The night hardly passes without television newscasts and newspapers embellishing some story with a “spin” demanding that President Bush agree to raise taxes in order to increase aid to the poor (or the homeless, or the students, or the elderly, or whatever is the sob story of the day). But the American people are not going to stand for any more taxes – in fact, they are demanding a rollback of the present unjust tax burden now oppressing employed parents who are trying to raise and support their own children.
That doesn’t mean the American people are not compassionate and caring; indeed, they are the most generous people in the world. It means that productive Americans are tired of being forced to support the non-productive at a better standard of living than taxpayers can give to their own families.
A typical tear-jerking newspaper article appeared recently in the Quincy (Massachusetts) Patriot Ledger headlined “Welfare mother says state freezing her out.” The accompanying picture shows the mother, Marjorie Livingston, and her three children, ages 11, 7 and 5.
The editorial thrust of this “news” article is to make the reader feel guilty that welfare benefits are parsimonious, and sympathy for the family because it is not getting an increase in benefits. But let’s read the article carefully and see how much she is actually getting.
Livingston receives $628 a month in direct cash. Her actual “take” from the taxpayers is more than three times that amount.
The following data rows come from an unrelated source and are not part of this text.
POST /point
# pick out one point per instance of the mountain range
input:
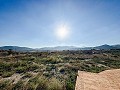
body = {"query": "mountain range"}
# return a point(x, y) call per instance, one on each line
point(59, 48)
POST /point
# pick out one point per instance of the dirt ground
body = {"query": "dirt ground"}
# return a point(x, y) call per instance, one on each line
point(106, 80)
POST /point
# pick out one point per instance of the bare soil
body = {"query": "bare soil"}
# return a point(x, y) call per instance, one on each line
point(106, 80)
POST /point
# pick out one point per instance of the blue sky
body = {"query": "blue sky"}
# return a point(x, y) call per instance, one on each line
point(33, 23)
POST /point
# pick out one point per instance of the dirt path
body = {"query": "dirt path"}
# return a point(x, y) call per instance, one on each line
point(106, 80)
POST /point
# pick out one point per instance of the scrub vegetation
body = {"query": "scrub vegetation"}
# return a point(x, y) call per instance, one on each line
point(51, 70)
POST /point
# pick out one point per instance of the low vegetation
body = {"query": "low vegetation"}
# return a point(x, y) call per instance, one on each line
point(52, 70)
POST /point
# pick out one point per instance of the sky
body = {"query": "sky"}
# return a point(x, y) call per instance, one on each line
point(46, 23)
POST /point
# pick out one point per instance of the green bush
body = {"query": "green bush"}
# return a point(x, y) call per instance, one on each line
point(55, 84)
point(18, 86)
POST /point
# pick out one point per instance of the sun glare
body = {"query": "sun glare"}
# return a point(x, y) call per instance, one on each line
point(62, 32)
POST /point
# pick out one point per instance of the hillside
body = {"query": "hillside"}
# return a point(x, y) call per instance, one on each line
point(106, 80)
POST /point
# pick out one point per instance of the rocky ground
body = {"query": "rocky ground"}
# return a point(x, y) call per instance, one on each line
point(106, 80)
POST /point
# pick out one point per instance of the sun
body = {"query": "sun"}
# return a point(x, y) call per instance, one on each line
point(62, 32)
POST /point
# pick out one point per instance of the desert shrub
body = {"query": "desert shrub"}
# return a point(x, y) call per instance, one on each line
point(21, 69)
point(55, 84)
point(4, 84)
point(69, 85)
point(7, 74)
point(42, 83)
point(37, 83)
point(27, 75)
point(32, 67)
point(18, 86)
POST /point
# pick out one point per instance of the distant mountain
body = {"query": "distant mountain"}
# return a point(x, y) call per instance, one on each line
point(60, 48)
point(16, 48)
point(105, 47)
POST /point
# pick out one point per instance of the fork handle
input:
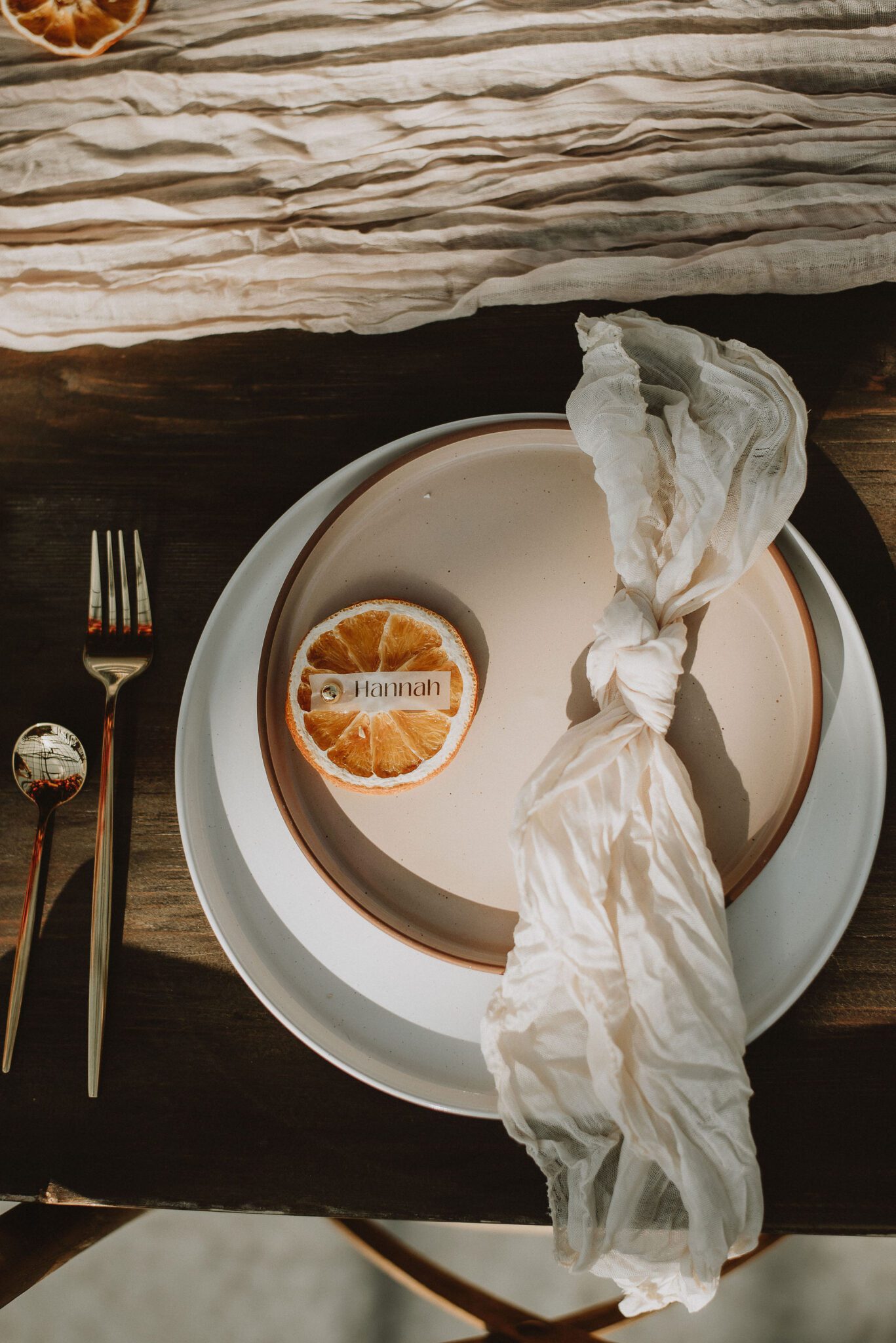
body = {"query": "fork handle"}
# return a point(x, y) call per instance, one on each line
point(23, 944)
point(101, 917)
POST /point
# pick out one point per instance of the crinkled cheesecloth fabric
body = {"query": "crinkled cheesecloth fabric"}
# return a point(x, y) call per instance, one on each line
point(617, 1034)
point(374, 164)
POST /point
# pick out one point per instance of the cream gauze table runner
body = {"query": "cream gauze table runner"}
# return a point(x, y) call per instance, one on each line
point(375, 164)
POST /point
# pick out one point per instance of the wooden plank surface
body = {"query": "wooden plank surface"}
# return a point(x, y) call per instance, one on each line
point(206, 1100)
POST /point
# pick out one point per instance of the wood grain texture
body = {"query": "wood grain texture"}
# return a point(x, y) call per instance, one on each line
point(206, 1100)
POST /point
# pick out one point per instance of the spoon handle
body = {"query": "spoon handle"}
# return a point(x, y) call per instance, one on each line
point(23, 944)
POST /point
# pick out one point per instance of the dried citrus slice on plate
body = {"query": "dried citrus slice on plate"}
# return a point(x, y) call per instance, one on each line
point(74, 27)
point(371, 654)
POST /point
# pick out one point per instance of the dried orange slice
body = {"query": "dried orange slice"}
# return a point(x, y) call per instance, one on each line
point(74, 27)
point(371, 748)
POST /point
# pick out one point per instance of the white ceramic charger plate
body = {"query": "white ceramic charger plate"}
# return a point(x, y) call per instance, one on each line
point(408, 1022)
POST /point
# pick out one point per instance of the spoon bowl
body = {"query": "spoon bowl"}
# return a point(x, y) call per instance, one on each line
point(49, 765)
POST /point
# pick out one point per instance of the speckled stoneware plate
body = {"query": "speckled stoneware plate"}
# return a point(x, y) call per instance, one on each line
point(504, 531)
point(371, 1003)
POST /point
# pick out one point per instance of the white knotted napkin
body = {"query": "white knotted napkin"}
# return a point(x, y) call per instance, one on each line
point(617, 1036)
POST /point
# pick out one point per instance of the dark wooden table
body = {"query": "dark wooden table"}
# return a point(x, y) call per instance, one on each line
point(206, 1100)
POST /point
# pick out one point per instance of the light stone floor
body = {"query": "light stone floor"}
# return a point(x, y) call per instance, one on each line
point(225, 1277)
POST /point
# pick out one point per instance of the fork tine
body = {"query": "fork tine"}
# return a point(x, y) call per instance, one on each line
point(125, 593)
point(111, 588)
point(94, 606)
point(144, 614)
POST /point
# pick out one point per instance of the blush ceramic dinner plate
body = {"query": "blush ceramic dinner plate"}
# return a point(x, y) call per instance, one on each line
point(504, 531)
point(375, 1006)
Livingston gets a federal housing voucher that pays $592 of her monthly rent for a three-bedroom house. She only has to pay $58 a month in cash.
She now receives $14 monthly in fuel assistance ($168 for the year). (This was a reduction; last year her fuel grant was $750 for the year.)
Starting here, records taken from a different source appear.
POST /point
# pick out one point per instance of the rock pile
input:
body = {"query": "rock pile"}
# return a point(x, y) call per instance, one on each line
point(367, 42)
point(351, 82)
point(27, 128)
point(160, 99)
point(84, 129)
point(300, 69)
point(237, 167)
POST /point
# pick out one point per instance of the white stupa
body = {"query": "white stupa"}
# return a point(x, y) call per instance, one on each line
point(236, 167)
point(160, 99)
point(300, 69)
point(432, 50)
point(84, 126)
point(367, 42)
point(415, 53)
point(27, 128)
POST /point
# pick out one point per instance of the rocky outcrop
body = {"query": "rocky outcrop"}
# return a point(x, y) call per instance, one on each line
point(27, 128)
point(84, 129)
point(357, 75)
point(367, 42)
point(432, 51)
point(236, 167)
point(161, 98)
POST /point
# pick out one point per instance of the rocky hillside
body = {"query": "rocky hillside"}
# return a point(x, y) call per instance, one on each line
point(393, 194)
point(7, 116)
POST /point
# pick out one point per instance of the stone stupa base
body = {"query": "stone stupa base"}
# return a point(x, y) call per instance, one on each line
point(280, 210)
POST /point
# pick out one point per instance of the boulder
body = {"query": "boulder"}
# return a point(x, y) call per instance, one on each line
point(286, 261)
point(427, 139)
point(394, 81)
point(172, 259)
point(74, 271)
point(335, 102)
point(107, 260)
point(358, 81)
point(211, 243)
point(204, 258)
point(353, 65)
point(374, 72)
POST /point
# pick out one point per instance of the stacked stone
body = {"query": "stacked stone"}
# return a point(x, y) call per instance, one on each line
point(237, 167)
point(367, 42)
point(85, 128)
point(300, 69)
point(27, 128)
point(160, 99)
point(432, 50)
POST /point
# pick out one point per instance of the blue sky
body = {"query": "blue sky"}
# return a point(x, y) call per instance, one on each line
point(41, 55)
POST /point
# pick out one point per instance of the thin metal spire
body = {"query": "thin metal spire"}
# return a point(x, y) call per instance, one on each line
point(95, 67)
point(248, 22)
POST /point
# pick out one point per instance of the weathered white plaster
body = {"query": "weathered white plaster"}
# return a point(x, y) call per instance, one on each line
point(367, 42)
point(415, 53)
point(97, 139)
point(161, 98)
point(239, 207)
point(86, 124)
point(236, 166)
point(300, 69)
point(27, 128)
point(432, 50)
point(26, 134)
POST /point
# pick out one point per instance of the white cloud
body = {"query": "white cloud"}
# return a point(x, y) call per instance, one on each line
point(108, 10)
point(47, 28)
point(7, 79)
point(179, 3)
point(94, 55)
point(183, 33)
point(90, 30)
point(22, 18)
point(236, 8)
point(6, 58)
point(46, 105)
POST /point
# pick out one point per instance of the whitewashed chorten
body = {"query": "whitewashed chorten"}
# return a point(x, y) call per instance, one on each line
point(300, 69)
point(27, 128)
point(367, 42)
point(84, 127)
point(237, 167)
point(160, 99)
She receives $162 monthly in food stamps. Her children receive free school lunches daily on school days, and one child receives breakfast in the Head Start program. Valued at $1 per meal, this is $4 a day for 180 school days, or $720 a year which averages out at a monthly subsidy of $60. She also gets food from the emergency food center, which we will estimate at $15 monthly.
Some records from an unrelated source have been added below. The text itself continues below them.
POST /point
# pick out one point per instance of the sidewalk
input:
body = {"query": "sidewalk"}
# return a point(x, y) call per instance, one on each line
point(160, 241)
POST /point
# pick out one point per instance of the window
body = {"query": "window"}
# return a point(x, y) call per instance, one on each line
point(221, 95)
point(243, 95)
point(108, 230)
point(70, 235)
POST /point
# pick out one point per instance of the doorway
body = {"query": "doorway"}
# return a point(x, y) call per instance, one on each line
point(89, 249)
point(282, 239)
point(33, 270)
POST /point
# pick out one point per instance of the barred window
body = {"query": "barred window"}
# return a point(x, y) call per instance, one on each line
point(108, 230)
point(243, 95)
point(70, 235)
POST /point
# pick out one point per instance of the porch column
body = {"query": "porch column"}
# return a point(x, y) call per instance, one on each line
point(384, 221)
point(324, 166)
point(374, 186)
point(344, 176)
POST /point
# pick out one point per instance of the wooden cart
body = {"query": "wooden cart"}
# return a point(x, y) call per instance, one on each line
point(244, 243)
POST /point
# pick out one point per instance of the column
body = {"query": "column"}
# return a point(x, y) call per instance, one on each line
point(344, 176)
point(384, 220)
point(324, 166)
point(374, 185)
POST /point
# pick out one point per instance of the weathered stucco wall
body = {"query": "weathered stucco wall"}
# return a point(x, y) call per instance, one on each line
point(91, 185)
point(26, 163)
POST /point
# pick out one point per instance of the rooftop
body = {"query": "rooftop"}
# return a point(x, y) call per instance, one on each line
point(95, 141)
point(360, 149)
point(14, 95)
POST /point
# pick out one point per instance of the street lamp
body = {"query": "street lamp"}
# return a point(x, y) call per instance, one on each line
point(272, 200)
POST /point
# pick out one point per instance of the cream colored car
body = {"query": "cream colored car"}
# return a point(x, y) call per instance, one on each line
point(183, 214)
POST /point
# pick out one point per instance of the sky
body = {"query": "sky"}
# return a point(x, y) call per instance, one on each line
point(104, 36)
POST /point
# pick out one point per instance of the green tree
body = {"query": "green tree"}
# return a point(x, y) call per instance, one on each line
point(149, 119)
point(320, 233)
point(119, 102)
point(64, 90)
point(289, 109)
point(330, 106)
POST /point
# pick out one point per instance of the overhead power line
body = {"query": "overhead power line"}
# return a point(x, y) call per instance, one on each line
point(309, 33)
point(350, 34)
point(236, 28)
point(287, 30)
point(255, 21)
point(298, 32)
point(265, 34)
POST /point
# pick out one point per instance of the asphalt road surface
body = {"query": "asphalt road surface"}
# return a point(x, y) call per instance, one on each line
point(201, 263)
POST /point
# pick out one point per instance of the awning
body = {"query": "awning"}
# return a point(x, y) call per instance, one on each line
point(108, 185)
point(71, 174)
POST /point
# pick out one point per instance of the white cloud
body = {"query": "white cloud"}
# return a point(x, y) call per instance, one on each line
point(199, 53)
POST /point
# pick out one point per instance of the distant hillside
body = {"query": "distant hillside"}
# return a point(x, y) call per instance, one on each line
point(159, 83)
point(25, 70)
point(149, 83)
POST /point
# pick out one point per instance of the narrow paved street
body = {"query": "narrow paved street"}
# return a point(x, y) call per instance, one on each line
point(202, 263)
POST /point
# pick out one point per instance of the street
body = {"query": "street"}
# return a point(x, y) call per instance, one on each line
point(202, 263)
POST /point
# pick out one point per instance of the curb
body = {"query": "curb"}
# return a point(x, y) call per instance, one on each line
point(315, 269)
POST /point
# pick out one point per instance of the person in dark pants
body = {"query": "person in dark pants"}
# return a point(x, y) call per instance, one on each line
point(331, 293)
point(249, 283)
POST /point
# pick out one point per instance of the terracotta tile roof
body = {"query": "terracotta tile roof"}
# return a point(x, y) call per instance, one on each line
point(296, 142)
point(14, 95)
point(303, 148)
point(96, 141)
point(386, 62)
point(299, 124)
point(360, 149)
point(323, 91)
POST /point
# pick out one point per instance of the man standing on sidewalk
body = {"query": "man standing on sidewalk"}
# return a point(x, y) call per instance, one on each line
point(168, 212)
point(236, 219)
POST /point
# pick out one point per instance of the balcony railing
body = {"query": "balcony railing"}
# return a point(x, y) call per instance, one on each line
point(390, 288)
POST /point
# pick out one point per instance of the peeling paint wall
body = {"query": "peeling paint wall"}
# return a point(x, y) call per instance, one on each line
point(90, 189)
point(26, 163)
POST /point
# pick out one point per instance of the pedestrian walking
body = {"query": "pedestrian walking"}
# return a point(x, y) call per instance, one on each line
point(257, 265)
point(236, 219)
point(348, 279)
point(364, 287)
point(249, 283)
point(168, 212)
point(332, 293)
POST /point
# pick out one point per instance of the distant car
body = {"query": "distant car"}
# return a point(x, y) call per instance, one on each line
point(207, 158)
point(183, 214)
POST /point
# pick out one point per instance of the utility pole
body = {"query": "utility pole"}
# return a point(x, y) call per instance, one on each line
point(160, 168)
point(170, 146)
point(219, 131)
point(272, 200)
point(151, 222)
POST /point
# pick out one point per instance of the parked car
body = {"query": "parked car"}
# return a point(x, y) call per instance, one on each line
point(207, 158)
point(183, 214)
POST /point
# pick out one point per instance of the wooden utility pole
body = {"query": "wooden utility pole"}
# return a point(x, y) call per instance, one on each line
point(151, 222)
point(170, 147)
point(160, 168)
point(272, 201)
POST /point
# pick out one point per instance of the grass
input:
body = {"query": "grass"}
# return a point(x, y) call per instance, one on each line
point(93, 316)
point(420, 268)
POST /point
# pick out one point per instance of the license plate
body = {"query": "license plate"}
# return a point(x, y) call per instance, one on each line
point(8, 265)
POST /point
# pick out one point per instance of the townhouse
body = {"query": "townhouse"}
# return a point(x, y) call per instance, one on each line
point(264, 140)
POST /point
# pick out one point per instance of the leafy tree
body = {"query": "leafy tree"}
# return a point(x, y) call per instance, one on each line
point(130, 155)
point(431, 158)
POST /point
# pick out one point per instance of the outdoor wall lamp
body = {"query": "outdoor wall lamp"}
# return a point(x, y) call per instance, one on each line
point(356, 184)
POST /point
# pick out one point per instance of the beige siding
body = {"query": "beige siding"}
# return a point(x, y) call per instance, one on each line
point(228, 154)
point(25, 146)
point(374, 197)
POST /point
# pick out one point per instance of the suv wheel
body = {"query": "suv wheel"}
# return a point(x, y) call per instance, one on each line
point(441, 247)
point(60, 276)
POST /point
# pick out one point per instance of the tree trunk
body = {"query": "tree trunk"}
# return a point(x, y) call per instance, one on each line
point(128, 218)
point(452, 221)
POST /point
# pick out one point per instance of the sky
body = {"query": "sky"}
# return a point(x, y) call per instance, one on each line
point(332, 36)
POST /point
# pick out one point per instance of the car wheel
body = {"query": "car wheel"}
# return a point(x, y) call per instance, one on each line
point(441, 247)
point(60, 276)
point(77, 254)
Her children get a clothing allowance of $160 per child per year, which averages out at $40 per month. The child in Head Start enjoys an equivalent preschool value of $100 a month.
Medicaid covers the family’s medical bills from orthodontia to eye glasses. The equivalent cost of health and dental insurance would be at least $250 a month.
The welfare department pays for Livingston to take two courses at the local community college. That averages out at a value of $70 monthly. (Livingston previously defaulted on a collge student loan.)
So, Livingston’s tax-paid benefits add up to $1,931 per month or $23,172 per year. And it’s all tax free!
Now let’s compare Livingston’s situation with a single mother working to support three children who is earning $23,172 per year. She has to pay $1,646 in federal income taxes, plus $1,740 in Social Security taxes, plus $656 in Massachusetts state income taxes, making her tax bill $4,042. So her spendable income is only $19,130 compared to the welfare mother’s $23,172.
Furthermore, there is no way to calculate the enormous bonus to the welfare recipient in the hours each week which the welfare system allows her to spend with her children. The employed parent, who is conscientiously trying to stay off of public assistance, sacrifices all those hours that could be spent with her children.
Livingston complains that it’s hard to make ends meet, saying “I think we should be getting increases.” She gripes to the reporter “My kids still go without a lot of things.”
But children of low-income employed parents “go without” a lot of things, too. That’s because employed parents pay so much of their annual income in taxes to support Dukakis-style social spending programs.
The father of the Livingston children (the article doesn’t say whether or not the couple was married) skipped out when the third child arrived. The government apparently has no interest in locating him and requiring him to support his family; it’s just so much easier to raise taxes and force the law-abiding, hard-working taxpayers to assume the cost of his responsibilities.
This analysis shows why Massachusetts Governor Michael Dukakis, whose extravagant social spending programs have plunged his state’s bond rating to the second-lowest in the country, is openly jeered on radio talk shows and even on bumper strips. The tax issue is the principal reason why George “read my lips” Bush’s standing in the polls has risen to 70 percent approval, while Massachusetts polls show Dukakis with 70 percent negatives.